Substring with Concatenation of All Words

Spread the love

Close-up of HTML code highlighted in vibrant colors on a computer monitor.

Table of Contents

Problem Statement: Substring with Concatenation of All Words

Given a string s and a list of words words, you need to find all starting indices of substring(s) in s that is a concatenation of each word in words exactly once and without any intervening characters.

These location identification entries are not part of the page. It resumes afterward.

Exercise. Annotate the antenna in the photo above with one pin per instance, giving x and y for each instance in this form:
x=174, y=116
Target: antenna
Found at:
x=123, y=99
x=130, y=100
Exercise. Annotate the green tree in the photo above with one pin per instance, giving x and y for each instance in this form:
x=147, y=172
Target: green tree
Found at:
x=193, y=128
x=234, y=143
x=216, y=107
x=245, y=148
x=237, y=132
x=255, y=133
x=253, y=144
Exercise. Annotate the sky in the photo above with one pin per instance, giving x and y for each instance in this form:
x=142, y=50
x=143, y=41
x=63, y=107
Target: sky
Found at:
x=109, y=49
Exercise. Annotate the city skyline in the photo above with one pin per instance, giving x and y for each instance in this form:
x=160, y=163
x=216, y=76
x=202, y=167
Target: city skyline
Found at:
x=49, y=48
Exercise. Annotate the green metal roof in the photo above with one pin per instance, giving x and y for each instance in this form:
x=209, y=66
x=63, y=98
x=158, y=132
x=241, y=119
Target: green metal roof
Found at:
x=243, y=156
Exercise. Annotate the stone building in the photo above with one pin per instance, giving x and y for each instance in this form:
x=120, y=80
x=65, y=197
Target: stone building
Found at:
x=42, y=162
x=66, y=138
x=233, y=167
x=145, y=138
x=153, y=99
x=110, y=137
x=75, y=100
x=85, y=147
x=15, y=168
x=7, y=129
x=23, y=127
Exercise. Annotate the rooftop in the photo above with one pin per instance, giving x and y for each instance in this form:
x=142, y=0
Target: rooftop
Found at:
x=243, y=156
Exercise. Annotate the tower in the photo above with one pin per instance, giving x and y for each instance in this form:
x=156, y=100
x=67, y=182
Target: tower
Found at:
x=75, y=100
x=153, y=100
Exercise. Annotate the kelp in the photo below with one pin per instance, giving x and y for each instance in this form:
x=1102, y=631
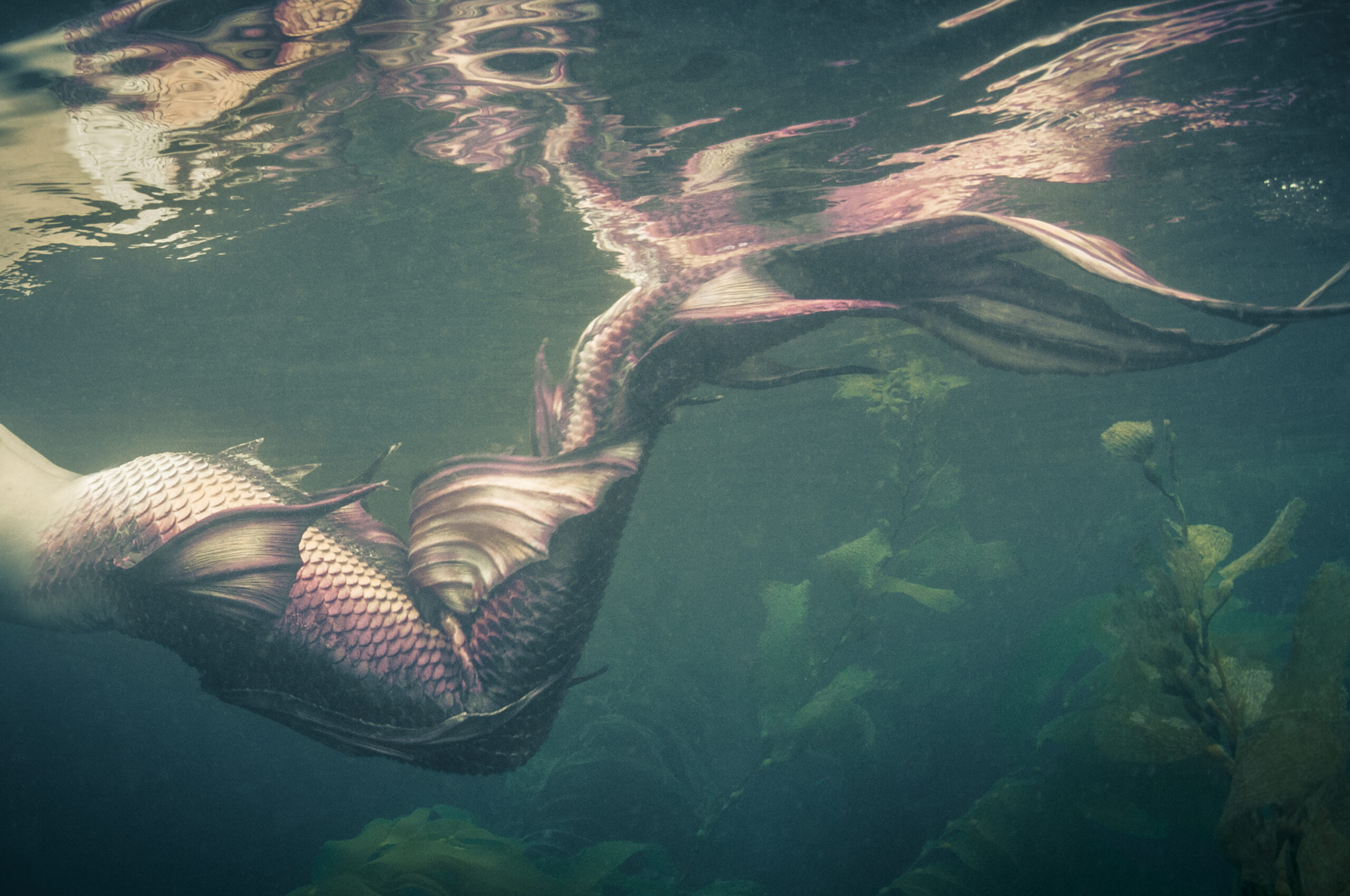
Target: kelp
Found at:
x=1287, y=821
x=786, y=667
x=1190, y=687
x=909, y=400
x=440, y=852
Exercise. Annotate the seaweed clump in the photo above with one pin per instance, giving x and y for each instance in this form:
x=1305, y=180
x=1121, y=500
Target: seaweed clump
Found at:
x=1191, y=717
x=440, y=852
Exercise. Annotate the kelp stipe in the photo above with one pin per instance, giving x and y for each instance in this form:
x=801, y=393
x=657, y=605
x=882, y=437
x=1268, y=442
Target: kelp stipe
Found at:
x=1191, y=690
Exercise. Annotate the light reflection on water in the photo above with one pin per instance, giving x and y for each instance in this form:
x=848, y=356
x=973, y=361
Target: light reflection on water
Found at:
x=351, y=231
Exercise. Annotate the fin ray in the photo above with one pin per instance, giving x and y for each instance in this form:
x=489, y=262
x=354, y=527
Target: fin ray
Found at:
x=477, y=520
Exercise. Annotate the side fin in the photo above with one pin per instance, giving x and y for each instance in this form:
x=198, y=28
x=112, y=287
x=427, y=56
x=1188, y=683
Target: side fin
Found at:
x=239, y=562
x=373, y=470
x=477, y=520
x=763, y=373
x=292, y=475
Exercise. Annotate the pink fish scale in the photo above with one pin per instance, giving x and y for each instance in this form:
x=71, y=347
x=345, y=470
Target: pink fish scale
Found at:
x=596, y=367
x=368, y=624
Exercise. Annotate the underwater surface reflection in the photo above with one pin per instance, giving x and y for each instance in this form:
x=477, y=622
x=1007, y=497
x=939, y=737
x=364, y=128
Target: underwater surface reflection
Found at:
x=902, y=608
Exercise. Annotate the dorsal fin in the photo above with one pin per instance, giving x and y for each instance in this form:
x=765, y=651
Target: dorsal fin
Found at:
x=239, y=562
x=740, y=296
x=369, y=473
x=245, y=451
x=477, y=520
x=292, y=475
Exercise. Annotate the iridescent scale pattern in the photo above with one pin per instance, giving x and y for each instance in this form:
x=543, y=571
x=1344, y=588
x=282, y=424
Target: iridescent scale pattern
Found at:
x=119, y=514
x=345, y=608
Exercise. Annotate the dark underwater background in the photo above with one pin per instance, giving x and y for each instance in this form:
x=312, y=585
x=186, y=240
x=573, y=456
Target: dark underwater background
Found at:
x=411, y=311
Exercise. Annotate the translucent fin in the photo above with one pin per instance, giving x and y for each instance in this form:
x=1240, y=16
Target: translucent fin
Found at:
x=373, y=470
x=740, y=296
x=245, y=451
x=1109, y=259
x=548, y=405
x=422, y=745
x=292, y=475
x=239, y=562
x=477, y=520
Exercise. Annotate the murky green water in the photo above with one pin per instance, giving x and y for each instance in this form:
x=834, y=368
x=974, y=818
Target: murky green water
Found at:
x=381, y=262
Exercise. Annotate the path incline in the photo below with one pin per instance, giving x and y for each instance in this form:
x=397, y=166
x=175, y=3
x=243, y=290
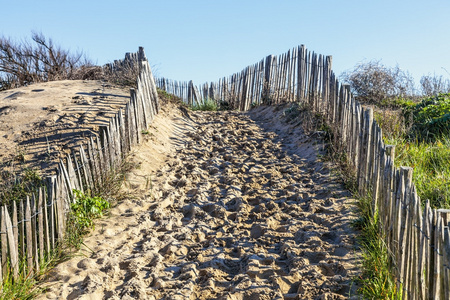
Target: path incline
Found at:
x=239, y=209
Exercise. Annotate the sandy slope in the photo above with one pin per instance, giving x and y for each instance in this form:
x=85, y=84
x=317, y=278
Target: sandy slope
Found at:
x=226, y=206
x=40, y=123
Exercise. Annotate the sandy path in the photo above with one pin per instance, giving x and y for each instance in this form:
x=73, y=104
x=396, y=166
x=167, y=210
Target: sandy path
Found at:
x=239, y=209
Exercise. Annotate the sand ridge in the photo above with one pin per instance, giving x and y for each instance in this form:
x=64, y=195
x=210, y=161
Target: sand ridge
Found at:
x=226, y=205
x=42, y=122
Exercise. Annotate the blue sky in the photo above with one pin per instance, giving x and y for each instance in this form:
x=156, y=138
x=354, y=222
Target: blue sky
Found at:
x=206, y=40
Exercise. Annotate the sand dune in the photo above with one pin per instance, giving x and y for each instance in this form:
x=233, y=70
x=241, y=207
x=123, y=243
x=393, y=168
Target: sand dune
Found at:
x=224, y=205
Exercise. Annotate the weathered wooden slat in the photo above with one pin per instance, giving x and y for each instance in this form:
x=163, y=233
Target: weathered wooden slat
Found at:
x=40, y=227
x=34, y=233
x=4, y=244
x=15, y=225
x=13, y=253
x=46, y=219
x=29, y=236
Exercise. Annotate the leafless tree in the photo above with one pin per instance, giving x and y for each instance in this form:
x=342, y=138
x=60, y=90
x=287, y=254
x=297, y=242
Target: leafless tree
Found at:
x=40, y=60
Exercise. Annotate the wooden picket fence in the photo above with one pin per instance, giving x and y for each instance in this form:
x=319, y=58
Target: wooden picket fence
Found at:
x=293, y=76
x=416, y=235
x=32, y=228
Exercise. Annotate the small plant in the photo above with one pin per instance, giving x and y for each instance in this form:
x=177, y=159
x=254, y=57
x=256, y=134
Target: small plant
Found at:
x=207, y=104
x=87, y=208
x=431, y=117
x=376, y=281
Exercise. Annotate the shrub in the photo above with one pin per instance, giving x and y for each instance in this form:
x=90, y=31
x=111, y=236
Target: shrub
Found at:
x=433, y=85
x=87, y=208
x=430, y=117
x=375, y=83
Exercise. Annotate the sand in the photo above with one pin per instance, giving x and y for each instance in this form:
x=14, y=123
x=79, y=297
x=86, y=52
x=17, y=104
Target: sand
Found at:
x=41, y=123
x=223, y=205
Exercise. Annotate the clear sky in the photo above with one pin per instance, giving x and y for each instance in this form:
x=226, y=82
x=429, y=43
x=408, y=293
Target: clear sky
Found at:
x=209, y=39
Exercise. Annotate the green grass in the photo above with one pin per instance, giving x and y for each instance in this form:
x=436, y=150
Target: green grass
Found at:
x=377, y=280
x=421, y=134
x=206, y=105
x=431, y=163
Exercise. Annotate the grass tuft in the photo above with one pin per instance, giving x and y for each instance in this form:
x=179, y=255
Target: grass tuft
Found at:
x=206, y=105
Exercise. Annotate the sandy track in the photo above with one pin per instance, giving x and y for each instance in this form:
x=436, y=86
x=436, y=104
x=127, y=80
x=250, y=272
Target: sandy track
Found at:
x=240, y=209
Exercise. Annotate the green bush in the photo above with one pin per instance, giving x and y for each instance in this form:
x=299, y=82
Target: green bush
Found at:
x=430, y=117
x=87, y=208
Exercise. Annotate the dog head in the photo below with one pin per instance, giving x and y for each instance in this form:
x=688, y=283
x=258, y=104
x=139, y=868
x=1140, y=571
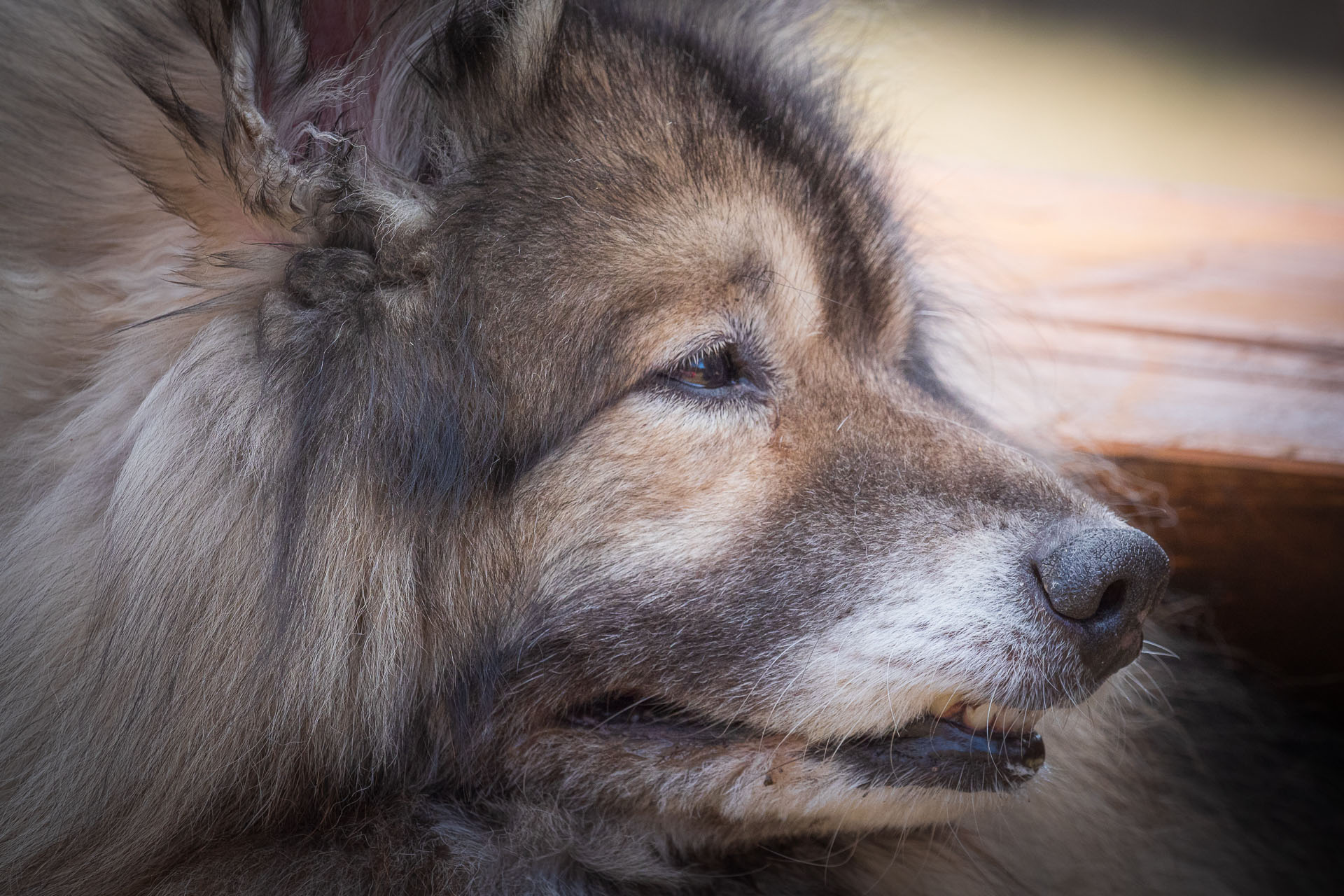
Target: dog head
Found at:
x=581, y=384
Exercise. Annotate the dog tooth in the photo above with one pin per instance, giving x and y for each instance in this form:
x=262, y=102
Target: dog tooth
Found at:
x=976, y=718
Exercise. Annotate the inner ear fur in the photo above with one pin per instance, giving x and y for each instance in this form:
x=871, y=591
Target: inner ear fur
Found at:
x=337, y=115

Each word in the list words has the same length. The length of the concatenated substring is the sum of the lengths of all the words, and the substring must consist of exactly one occurrence of each word from the list (in any order).

Input:

A string s of length n (1 ≤ n ≤ 10^4).
A list words containing m words. Each word is a string of length w (1 ≤ w ≤ 100).

Output:

A list of all starting indices of substrings in s that are a concatenation of all the words in words exactly once, and in any order. If no such substring is found, return an empty list.

Example:

Example 1:

Input: s = "barfoothefoobarman", words = ["foo", "bar"]
Output: [0, 9]
Explanation: The substring starting at index 0 is "barfoo", and the substring starting at index 9 is "foobar".

Example 2:

Input: s = "wordgoodgoodgoodbestword", words = ["word", "good", "best", "good"]
Output: [8]
Explanation: The substring starting at index 8 is "goodbestword".

Approach:

Word Length and Total Length:
- Each word in words has the same length w.
- The total length of the concatenated substring must be m * w, where m is the number of words in words.
Sliding Window Approach:
- Use a sliding window technique to traverse through the string s.
- For each possible starting index i (from 0 to n - m * w), extract a substring of length m * w and check if it is a concatenation of all words in words.
Word Frequency Map:
- We will maintain a frequency map of the words in words. As we slide through the string s, we’ll extract substrings of length w and check if they exist in this map and maintain a frequency count to ensure all words appear exactly once.
Efficiency Considerations:
- The sliding window size is m * w, and for each window, we perform a check of length m (number of words), which results in an overall time complexity of O(n * m), where n is the length of s and m is the number of words.

Algorithm:

Create a frequency map (word_map) of all words in words.
Iterate over all possible starting indices of the substring in s (from 0 to n - m * w).
For each starting index:
- Use a sliding window of size m * w to check if the substring matches a concatenation of words in words.
- Maintain a word_count map for the words in the current window. If the map matches the word_map, add the starting index to the result list.
Return the result list.

Code Implementation:

Python:

from collections import Counter

def findSubstring(s, words):
    if not s or not words:
        return []
    
    word_len = len(words[0])
    word_count = len(words)
    word_map = Counter(words)  # Frequency map of the words in 'words'
    result = []
    
    # Sliding window of size word_len * word_count
    for i in range(word_len):
        left = i
        right = i
        current_count = 0
        window_map = Counter()  # Map to track the current window
        
        while right + word_len <= len(s):
            word = s[right:right + word_len]
            right += word_len
            
            if word in word_map:
                window_map[word] += 1
                current_count += 1
                
                # If the word count exceeds the expected count, move left pointer
                while window_map[word] > word_map[word]:
                    left_word = s[left:left + word_len]
                    window_map[left_word] -= 1
                    current_count -= 1
                    left += word_len
                
                # If we have found all words in the window, add to the result
                if current_count == word_count:
                    result.append(left)
            else:
                # Reset the window if the word is not in the words list
                window_map.clear()
                current_count = 0
                left = right
    
    return result

Explanation:

Step 1: We start by creating a frequency map (word_map) of the words in the list words using Counter.
Step 2: The sliding window is used to move through the string. We try every possible start index (i from 0 to word_len - 1), and slide a window of size m * w.
Step 3: For each word in the window, we check if it exists in the word_map and maintain a counter for the words in the window (window_map). If the count of any word exceeds the expected frequency, we move the left pointer to adjust the window.
Step 4: If the window contains exactly all the words in words (in any order), we add the starting index of the window to the result list.
Step 5: Return the result list containing all valid starting indices.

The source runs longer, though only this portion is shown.